Timothy Burke is upset that Amanda Marcotte called arguments made by people like Benjamin Wittes that pro-choicers should “let go” of Roe “horseshit.” Whether or not one likes Amanda’s choice of words, however, I think she certainly has the better of the argument. Burke’s post does intelligently express some of the most common “contrarian” arguments about Roe, which are worth attending to.

The first problem with Burke’s post is that it’s engaged in some obvious strawman demolition. Burke asks: “Does the campaign for the right to choose in Ireland curl up and die because they don’t have Roe vs. Wade to begin with? You work with what you got. Go to the barricades for Roe if you like, but if you don’t have a Plan B, then don’t spit on the people who do.” But, of course, nobody is arguing that there shouldn’t be a “Plan B,” or that pro-choicers should give up if Roe is overturned. What Amanda and other critics of Wittes object to is his claim that Roe being overturned might not affect reproductive rights that much, or perhaps may even be a net positive. I can understand why Burke doesn’t want to defend this claim, since (as he essentially concedes) it is transparently wrong. But once you’ve conceded this, you’ve conceded that it’s important to preserve Roe, and that therefore Wittes’ central (and most interesting) argument is incorrect.

So what, exactly, is Burke arguing? He puts forward a couple of other points that try to salvage the Wittes thesis:

  • 1)”It’s pretty clear [Roe is] going to be overturned sooner or later, either in total or as good as such.”

If Burke is right about this, then I agree that Wittes’ arguments become more relevant. But there’s no reason to believe that he is. As for Roe being directly overturned, this is clearly premature, and I think the odds are against it. Not merely because a Democratic President may well appoint Stevens’ or Ginsburg’s replacement if they hold on until 2008, but because there’s good reason to believe that overturning Roe is not a high priority for the Republican elites. It is entirely possible that Roberts would vote to keep Roe. I’m certainly not saying that Roe is safe, but it’s far too early to write the obituaries.

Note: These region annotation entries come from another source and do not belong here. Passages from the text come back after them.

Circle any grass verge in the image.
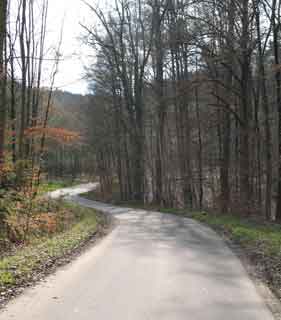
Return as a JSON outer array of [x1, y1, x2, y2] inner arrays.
[[83, 190, 281, 300], [0, 203, 107, 303]]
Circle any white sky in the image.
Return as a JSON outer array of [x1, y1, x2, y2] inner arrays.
[[47, 0, 98, 94]]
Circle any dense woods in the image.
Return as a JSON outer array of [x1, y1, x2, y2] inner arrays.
[[0, 0, 281, 235], [82, 0, 281, 221]]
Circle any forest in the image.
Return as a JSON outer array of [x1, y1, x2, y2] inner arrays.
[[0, 0, 281, 312], [0, 0, 281, 221], [77, 0, 281, 222]]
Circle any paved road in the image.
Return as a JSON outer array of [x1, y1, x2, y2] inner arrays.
[[0, 189, 273, 320]]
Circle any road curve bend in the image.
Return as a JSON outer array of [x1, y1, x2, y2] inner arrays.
[[0, 188, 274, 320]]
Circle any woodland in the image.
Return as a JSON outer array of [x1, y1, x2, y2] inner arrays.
[[0, 0, 281, 245]]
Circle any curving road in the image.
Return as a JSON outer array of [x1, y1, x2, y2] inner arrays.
[[0, 186, 273, 320]]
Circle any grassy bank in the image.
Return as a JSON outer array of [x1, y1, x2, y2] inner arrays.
[[0, 202, 106, 302], [84, 190, 281, 299]]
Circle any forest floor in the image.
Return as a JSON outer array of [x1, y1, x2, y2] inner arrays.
[[83, 189, 281, 301], [0, 188, 110, 307]]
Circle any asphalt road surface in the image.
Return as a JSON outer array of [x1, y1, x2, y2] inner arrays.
[[0, 185, 273, 320]]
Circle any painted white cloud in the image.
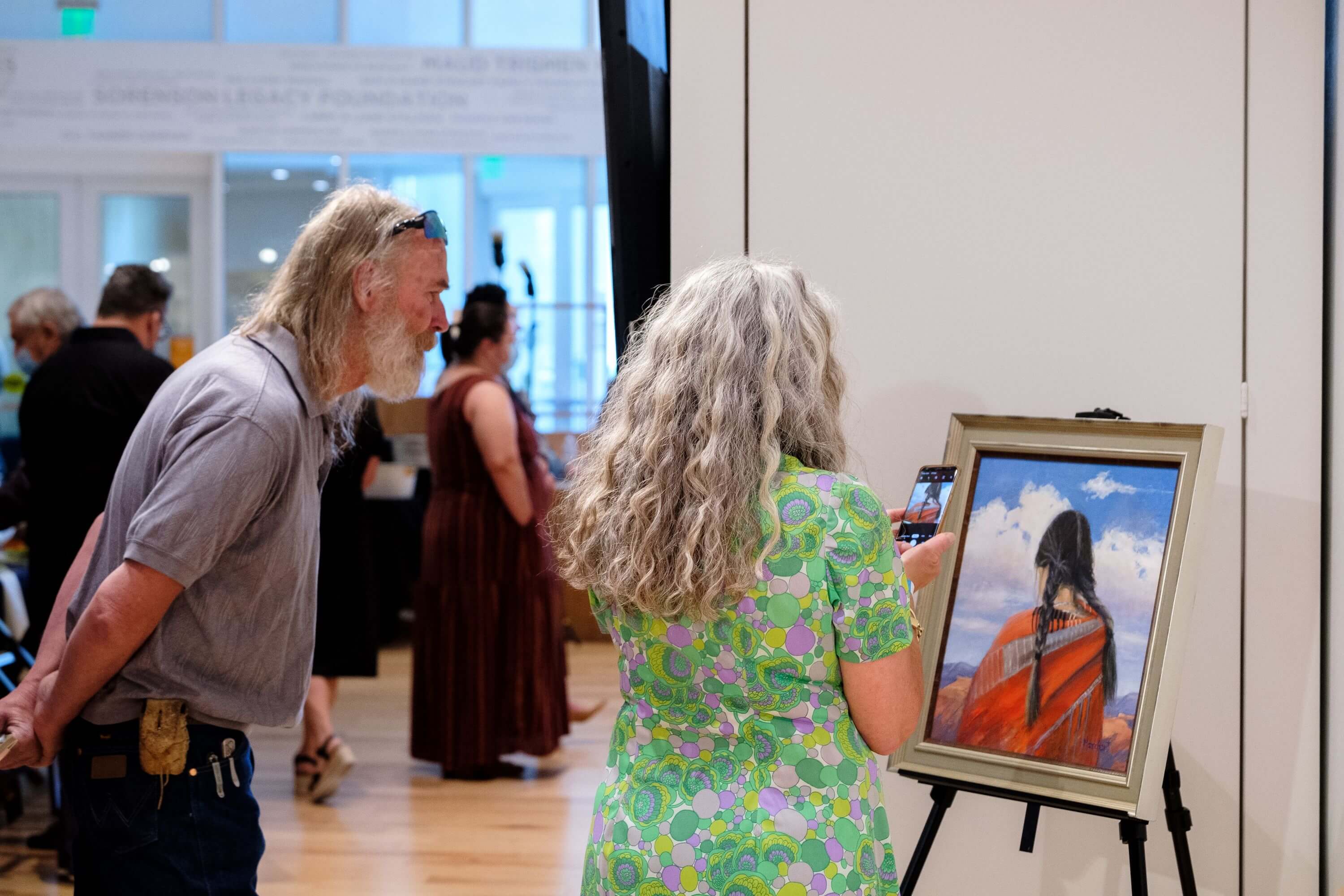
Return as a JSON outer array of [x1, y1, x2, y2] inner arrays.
[[957, 482, 1165, 631], [1082, 470, 1138, 501], [952, 615, 1003, 634], [957, 482, 1071, 619]]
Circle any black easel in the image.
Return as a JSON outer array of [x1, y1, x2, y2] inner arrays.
[[899, 747, 1198, 896], [899, 407, 1198, 896]]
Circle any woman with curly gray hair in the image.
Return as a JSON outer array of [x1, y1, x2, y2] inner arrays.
[[556, 258, 950, 896]]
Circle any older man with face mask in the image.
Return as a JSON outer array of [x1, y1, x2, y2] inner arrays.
[[0, 286, 83, 529], [0, 185, 448, 896], [9, 286, 82, 376]]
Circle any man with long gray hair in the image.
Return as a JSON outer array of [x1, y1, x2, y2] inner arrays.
[[0, 185, 448, 896]]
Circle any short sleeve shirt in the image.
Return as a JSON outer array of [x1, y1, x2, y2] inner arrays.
[[66, 328, 332, 727], [582, 455, 913, 896]]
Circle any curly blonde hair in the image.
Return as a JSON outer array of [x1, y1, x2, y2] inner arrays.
[[555, 258, 845, 619]]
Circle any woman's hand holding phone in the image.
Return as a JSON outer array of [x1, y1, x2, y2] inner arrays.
[[896, 532, 957, 591]]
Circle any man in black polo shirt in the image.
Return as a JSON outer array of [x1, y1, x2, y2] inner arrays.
[[19, 265, 172, 653]]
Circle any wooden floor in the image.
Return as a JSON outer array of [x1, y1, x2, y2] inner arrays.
[[0, 643, 620, 896]]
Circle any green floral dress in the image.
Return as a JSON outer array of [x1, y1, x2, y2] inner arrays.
[[582, 455, 911, 896]]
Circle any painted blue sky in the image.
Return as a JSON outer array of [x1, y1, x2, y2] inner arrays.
[[945, 457, 1179, 694]]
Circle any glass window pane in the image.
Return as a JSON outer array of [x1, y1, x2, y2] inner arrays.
[[345, 0, 462, 47], [102, 194, 194, 358], [0, 194, 60, 381], [224, 0, 340, 43], [593, 157, 616, 389], [224, 153, 340, 331], [349, 153, 466, 395], [470, 156, 587, 433], [472, 0, 589, 50], [0, 0, 214, 40]]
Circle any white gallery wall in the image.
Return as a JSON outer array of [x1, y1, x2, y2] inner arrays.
[[671, 0, 1324, 895]]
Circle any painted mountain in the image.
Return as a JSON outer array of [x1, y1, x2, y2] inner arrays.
[[929, 682, 1138, 772], [938, 662, 976, 689]]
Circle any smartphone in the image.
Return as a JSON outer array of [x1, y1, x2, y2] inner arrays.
[[896, 466, 957, 544]]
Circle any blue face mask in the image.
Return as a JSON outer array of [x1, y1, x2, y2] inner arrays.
[[13, 345, 38, 376]]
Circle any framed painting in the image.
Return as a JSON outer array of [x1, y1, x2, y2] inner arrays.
[[891, 414, 1222, 818]]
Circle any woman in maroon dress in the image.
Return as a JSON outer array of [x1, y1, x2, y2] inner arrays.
[[411, 288, 569, 779]]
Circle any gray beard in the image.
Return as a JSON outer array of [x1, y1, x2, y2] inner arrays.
[[364, 306, 425, 402]]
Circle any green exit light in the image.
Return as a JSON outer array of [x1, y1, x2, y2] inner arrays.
[[60, 7, 94, 38]]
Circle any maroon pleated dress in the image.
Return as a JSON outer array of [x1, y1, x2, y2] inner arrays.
[[411, 375, 569, 775]]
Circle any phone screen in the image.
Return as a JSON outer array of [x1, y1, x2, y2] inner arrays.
[[896, 466, 957, 544]]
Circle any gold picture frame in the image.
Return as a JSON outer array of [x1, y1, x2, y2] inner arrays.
[[888, 414, 1223, 818]]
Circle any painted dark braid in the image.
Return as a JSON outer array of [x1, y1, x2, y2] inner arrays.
[[1027, 510, 1116, 725]]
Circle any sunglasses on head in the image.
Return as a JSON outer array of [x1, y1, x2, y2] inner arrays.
[[392, 210, 448, 243]]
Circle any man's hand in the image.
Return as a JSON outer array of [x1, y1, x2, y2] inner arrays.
[[0, 677, 43, 768], [896, 532, 957, 591]]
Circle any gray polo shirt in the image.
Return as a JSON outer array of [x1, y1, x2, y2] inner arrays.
[[66, 327, 331, 728]]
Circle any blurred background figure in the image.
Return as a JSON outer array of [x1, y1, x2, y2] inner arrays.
[[0, 286, 83, 529], [294, 401, 390, 802], [411, 286, 569, 779], [9, 286, 83, 376], [19, 265, 172, 653]]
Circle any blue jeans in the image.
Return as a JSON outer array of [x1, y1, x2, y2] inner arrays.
[[62, 719, 266, 896]]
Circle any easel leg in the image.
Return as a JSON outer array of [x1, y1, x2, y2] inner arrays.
[[1017, 803, 1040, 853], [1163, 747, 1196, 896], [900, 784, 957, 896], [1120, 818, 1148, 896]]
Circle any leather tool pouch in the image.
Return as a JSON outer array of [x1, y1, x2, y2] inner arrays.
[[140, 700, 188, 775]]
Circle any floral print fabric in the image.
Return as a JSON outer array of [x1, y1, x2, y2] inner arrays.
[[582, 455, 911, 896]]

I suspect that a lot of the weight of this argument relies on the “as good as such” qualifier. I assume that he means that if the Supreme Court were to uphold Roe but continue to uphold a variety of regulations such as parental consent and waiting periods, this would be a de facto overturning of Roe. This is a common (and understandable) belief, but it isn’t correct. As Mark Graber recently noted, “the empirical evidence suggests that keeping abortion legal has far more powerful effects on access to abortion than any restrictive policy short of outright bans on the procedure.” This isn’t to say that these types of regulation aren’t bad; women shouldn’t be subject to a humilating obstacle course when they get an abortion, and as far as I’m concerned one woman being prevented from obtaining an abortion by essentially unprincipled regulations is too many. But there is a huge difference between legal-but-regulated abortion and criminalized abortion. Women who want to get abortions usually get them as long as the procedure remains formally legal. (And, of course, overturning Roe would not reduce the number of obstructionist regulations.)

  • 2)”Wittes observes that centering the debate on Roe vs. Wade has prevented those of us who believe in choice and in the right to privacy and self-ownership from securing that right either constitutionally (with an amendment) or through state and federal statutes. We’ve put all our eggs in the Supremes’ basket.”